Still, now I’ve cracked the secret of successful blogging, Musings might well take on a distinctly velocapedic (?) nature, as my cyclical tourings round the world of Miffydom proceed via wanderings through The Wessex, musings round the Marmotte and tanglings with the Etape.
Worried sounding text to beloved son: “R u OK? Haven’t heard from you for ages! nunX”
Even more worried response: “Who you?”
‘Nun’ replies: ” Your mother, of course!”
Rapidly panicking ‘nun’ ferrets around in address book. Ooops!
When somebody changes phones it is advisable to change their details in your address book straight away not take the lazy way out and rely on doing all future texts on the back of their change of number message.
Woken at 6.30 a.m. by Miffdog giving out the sort of pathetic whistles and bleeps that either mean “Help, help – I’m about to burst!”, “Help, Help, I’m starving,” or “There is an intruder on our territory; vengeance is mine!” This last is usually one of the local moggies.

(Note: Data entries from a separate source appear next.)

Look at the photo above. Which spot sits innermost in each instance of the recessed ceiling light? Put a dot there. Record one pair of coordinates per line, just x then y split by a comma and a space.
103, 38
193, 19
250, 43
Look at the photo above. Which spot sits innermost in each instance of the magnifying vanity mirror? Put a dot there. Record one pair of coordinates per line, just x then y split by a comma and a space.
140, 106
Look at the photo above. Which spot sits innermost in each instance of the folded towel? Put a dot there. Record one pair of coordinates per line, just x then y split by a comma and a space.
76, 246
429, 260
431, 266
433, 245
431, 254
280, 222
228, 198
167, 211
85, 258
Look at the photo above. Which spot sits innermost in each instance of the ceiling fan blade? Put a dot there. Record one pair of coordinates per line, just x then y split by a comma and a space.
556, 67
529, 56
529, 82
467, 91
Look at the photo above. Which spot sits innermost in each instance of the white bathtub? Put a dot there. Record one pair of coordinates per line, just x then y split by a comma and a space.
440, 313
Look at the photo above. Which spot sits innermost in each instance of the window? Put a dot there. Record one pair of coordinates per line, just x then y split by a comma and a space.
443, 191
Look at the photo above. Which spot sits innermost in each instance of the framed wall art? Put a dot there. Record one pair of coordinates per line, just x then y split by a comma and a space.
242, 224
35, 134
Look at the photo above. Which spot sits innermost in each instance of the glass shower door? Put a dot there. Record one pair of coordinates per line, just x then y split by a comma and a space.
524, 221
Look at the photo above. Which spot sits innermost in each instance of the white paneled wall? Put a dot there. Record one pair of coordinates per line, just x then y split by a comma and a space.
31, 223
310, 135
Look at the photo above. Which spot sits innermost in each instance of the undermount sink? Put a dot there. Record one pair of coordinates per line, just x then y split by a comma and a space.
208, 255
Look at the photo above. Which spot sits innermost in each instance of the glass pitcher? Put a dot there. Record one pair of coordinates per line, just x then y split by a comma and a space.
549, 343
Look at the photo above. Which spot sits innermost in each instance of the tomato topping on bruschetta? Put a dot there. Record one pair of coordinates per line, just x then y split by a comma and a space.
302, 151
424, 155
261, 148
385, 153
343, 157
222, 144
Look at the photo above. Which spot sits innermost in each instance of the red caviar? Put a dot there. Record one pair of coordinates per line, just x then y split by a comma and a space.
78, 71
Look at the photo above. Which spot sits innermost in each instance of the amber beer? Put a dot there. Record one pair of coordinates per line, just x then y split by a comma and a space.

They always escape and I’m sure our neighbours are highly entertained by the sight of Topcat doing an assault course over our 6 ft plus fencing to the accompaniment of the canine equivalent of the intro to Rossini’s William Tell Overture…not. Hence I didn’t dare let him out onto the lawn. However, when by 9 a.m. we’d heard more Bleeps than an archive episode of Blue Peter’s ‘Bleep and Booster,’ (remember them, anybody?), I gave in, and a hairy fury shot out into the Miffy estate and practically hoovered the lawn with his nose. There was no sign of Topcat but some tell-tale flurries of feathers on the path, so when, ten minutes later I heard a crash and triumphant scufflings from Miffdog, I rushed back outside, but, as I suspected, it was too late; I’m afraid he’d finished off what M le Moggie had started. Ewww! To be honest, it was probably a merciful release. Our neighbourhood pidgeons often seem to have even more lives than the one of Dick Dastardly fame but sometimes their luck runs out. Though come to think of it, Miffdog does bear a fleeting resemblance to Muttley. Anyoldhow, I didn’t fancy my breakfast one bit after that.*
On a more pleasant note, over on his cycle blog Mr Miff has been doing some catching up on our doings, including our late May bank holiday stay in Sherborne for the Tour of Wessex Cyclosportive.. Do pop over to our other blogs and read all about it. We had a great weekend; Mr Miff reaching gold standard in the three day marathon. Meantime, I had an equally good time – if more relaxing time pottering round Sherborne, including visits to the Abbey – celebrating the 1300th anniversary of its founding Saint, Aldhelm – from all accounts the party animal of ancient Wessex, (well, you have to allow me my little exaggeration!) and just generally chilling.
You’ll also be rejoiced to learn that I resisted the lure of the charity shops, and did not come back home with a large, wooden statue of St Francis and a birdbath. Note, ‘and,’ not ‘in!’
p.s. Mr M has steam cleaned the path since. My hero!